The symptoms were confusing:

  1. Tasks would start healthy
  2. After 5-10 minutes, the orchestrator would mark them unhealthy
  3. ECS would drain and replace them
  4. New tasks would start healthy
  5. Goto step 2

The application logs showed nothing wrong. Health check endpoints returned 200. The issue was in our orchestrator, not in the containers.

Finding the Bug

The reconciliation loop ran every 30 seconds. It would:

  1. Fetch the current list of ECS tasks from the API
  2. Compare against our internal pool
  3. Mark tasks as healthy/unhealthy
  4. Signal waiters if new capacity was available

The bug was in step 4. We were using a channel-based signaling pattern:

// The old pattern — channel-based waiter signaling
func (p *Pool) signalWaiters() {
    select {
    case p.ready <- struct{}{}:
    default:
    }
}

This looks fine, but it had a subtle problem. When multiple reconciliation cycles ran close together (which happened under load), the channel would get closed and recreated. A goroutine reading from the old channel would never receive the signal.

The Fix

We replaced the channel-based pool with a map-based pool protected by a mutex:

type Pool struct {
    mu      sync.RWMutex
    tasks   map[string]*Task
    waiters []chan struct{}
}

func (p *Pool) signalWaiters() {
    p.mu.Lock()
    defer p.mu.Unlock()
    for _, ch := range p.waiters {
        select {
        case ch <- struct{}{}:
        default:
        }
    }
    p.waiters = nil
}

Each waiter gets its own channel. Signaling iterates through all waiters. No channel gets closed and recreated. No lost signals.

Lessons Learned

  1. Channels are not always the answer. Go’s channels are powerful, but they add complexity when you need to signal multiple consumers. Sometimes a mutex and a slice is simpler and more correct.

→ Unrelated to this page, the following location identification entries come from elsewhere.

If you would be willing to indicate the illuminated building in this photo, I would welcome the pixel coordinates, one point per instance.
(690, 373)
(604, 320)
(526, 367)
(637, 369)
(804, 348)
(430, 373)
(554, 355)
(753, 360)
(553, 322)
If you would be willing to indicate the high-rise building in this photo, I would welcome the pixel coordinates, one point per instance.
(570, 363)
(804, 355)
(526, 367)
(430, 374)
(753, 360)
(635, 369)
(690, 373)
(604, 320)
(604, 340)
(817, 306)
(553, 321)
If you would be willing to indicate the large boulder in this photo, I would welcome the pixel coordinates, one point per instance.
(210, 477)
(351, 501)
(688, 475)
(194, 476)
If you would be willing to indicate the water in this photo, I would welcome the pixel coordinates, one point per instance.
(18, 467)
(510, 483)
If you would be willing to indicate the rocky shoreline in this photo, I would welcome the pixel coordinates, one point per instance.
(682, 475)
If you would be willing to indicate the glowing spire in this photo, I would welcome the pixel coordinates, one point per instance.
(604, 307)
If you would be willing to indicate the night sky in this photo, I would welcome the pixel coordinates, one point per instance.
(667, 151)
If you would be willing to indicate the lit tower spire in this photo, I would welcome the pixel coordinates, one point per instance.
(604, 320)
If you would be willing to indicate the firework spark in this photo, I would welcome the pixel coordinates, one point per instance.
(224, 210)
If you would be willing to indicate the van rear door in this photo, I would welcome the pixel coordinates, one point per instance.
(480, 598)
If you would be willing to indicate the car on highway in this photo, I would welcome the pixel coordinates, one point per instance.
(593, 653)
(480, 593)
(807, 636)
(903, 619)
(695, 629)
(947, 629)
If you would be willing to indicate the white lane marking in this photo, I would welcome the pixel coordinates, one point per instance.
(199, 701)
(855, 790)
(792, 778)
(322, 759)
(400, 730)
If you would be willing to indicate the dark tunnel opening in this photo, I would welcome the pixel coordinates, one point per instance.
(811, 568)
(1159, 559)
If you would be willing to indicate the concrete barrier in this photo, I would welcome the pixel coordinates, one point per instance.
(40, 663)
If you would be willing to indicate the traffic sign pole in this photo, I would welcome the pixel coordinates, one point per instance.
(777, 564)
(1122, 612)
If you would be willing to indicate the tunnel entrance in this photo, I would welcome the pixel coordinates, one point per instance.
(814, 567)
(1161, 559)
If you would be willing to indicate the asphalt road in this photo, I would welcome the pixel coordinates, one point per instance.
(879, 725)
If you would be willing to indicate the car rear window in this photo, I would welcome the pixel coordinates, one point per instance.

  2. Race conditions hide under load. This bug never appeared in development or staging. It only manifested in production under sustained load because that’s the only time multiple reconciliation cycles would overlap.

  3. Instrument your orchestrator, not just your application. We had extensive logging in our containers but almost none in the orchestrator itself. Adding structured logging with timestamps to the reconciliation loop is what finally revealed the timing issue.

  4. 2 AM bugs teach you the most. There’s nothing quite like the clarity that comes from debugging production at 2 AM. You learn to focus on what matters and ignore everything else.